Amaro tem as mãos sobre o manto azul. A mão esquerda sobre a cabeça de Amélia, a direita na perna. Amélia retrai-se, perturbando por momentos o equilíbrio entre a razão e o desejo. A batina negra dele parece ganhar o mesmo valor simbólico do chapéu preto dos vilões nos westerns. Ela está vestida de branco. No fundo, em volta, anjos ou mulheres-cão, outras testemunhas de um crime, uma boneca, um bébe, o reflexo de Amaro.
Foi este o quadro – ou um dos quadros – de Paula Rego que ardeu, esta semana, em Londres, no incêndio de um armazém de obras de arte contemporânea.
Podemos, pelo menos, ficar com o momento seguinte da cena, pelo Eça:
Amaro então chegou-se por detrás dela, cruzou-lhe os braços sobre o seio, apertou-a toda - e estendendo os lábios por sobre os dela, deu-lhe um beijo mudo, muito longo... Os olhos de Amélia cerravam-se, a cabeça inclinava-se-lhe para trás, pesada de desejo. Os beiços do padre não se desprendiam, ávidos, sorvendo-lhe a alma.
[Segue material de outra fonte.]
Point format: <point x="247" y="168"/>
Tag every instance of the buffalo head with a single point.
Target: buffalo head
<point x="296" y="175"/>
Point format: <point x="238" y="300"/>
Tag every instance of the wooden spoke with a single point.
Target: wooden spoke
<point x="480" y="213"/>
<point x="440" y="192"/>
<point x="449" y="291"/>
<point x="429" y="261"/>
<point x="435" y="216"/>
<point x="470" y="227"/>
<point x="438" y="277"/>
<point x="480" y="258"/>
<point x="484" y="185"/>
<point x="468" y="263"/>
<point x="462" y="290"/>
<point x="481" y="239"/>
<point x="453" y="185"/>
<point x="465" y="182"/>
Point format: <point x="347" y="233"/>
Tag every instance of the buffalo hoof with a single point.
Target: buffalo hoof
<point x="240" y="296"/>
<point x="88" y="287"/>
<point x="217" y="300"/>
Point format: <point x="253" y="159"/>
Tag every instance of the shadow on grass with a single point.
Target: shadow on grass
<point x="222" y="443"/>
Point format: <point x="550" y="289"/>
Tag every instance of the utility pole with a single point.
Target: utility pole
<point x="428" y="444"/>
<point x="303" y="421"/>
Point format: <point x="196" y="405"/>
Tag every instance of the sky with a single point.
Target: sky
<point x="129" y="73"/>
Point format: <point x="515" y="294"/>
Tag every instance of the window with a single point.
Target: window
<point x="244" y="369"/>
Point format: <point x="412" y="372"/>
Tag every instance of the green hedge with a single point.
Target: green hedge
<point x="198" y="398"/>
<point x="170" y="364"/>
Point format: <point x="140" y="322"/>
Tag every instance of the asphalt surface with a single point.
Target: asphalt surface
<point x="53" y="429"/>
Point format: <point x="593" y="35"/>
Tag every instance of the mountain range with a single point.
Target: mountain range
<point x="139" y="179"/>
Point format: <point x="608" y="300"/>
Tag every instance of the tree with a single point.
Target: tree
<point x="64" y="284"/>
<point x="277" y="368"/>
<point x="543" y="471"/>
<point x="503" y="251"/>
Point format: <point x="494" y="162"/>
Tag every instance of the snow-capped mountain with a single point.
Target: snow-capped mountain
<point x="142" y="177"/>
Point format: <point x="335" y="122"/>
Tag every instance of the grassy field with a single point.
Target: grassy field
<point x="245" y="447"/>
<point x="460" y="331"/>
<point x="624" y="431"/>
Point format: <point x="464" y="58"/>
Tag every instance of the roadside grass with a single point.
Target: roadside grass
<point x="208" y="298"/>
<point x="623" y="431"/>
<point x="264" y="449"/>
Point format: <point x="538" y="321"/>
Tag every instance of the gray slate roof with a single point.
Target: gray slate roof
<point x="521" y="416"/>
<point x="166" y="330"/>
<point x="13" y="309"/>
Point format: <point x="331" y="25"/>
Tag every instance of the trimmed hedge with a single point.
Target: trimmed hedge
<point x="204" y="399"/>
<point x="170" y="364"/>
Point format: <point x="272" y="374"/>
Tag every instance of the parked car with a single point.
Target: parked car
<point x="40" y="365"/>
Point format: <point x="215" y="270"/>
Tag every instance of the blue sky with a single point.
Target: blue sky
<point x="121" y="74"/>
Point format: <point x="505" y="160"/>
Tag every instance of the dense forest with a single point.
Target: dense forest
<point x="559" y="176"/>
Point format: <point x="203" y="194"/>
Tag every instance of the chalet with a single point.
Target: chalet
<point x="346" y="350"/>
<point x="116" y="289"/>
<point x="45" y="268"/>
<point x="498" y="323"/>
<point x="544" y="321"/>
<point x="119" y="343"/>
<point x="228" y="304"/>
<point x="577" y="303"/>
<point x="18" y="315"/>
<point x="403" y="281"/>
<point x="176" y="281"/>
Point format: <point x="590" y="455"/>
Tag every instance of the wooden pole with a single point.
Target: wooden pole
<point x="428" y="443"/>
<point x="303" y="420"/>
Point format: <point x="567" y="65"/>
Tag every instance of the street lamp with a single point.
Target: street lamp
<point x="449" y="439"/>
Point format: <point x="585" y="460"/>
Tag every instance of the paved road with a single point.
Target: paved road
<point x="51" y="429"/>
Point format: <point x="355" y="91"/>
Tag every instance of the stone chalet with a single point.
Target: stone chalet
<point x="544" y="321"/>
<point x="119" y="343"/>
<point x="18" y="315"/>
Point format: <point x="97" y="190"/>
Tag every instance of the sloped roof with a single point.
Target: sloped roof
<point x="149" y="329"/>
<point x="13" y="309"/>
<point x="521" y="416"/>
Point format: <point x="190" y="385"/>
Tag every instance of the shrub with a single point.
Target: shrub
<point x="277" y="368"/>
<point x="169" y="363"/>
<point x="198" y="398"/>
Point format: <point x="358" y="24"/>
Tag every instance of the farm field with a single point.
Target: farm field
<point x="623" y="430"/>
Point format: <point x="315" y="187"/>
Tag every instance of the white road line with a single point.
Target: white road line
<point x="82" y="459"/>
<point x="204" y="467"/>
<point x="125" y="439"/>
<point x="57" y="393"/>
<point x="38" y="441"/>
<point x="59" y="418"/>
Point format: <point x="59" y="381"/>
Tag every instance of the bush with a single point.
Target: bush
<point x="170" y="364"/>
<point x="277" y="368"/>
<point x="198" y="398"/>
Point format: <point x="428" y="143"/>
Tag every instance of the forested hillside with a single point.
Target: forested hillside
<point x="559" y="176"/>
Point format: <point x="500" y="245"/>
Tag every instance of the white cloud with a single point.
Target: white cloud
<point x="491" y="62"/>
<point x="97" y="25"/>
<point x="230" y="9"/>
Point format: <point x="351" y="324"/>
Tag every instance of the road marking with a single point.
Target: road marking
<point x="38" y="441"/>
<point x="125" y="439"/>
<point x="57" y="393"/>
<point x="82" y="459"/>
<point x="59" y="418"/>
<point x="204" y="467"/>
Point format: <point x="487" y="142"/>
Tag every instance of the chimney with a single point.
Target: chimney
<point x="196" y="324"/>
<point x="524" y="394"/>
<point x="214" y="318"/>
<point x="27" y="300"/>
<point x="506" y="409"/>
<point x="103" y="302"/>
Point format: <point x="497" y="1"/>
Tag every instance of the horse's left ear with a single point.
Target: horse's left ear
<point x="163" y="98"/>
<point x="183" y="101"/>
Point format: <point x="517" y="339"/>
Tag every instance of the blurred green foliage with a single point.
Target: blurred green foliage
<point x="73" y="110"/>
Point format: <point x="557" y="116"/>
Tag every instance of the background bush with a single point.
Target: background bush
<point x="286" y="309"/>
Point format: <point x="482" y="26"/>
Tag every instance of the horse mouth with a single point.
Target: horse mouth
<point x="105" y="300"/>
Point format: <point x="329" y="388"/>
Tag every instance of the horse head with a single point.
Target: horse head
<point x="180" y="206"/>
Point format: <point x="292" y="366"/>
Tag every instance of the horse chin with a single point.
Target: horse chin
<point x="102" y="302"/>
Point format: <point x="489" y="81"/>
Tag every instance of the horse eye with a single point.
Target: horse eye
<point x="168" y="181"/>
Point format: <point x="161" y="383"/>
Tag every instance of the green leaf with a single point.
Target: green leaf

A respiração dela apressava-se, os joelhos tremiam-lhe: e com um gemido desfaleceu sobre o ombro do padre, descorada e morta de gozo.
Eça de Queiroz, O Crime do Padre Amaro
(Apesar de Eça ter quebrado uma das regras fundamentais de construção de cenas eróticas, a utilização do termo «beiços», não deixa de ser uma descrição sugestiva.)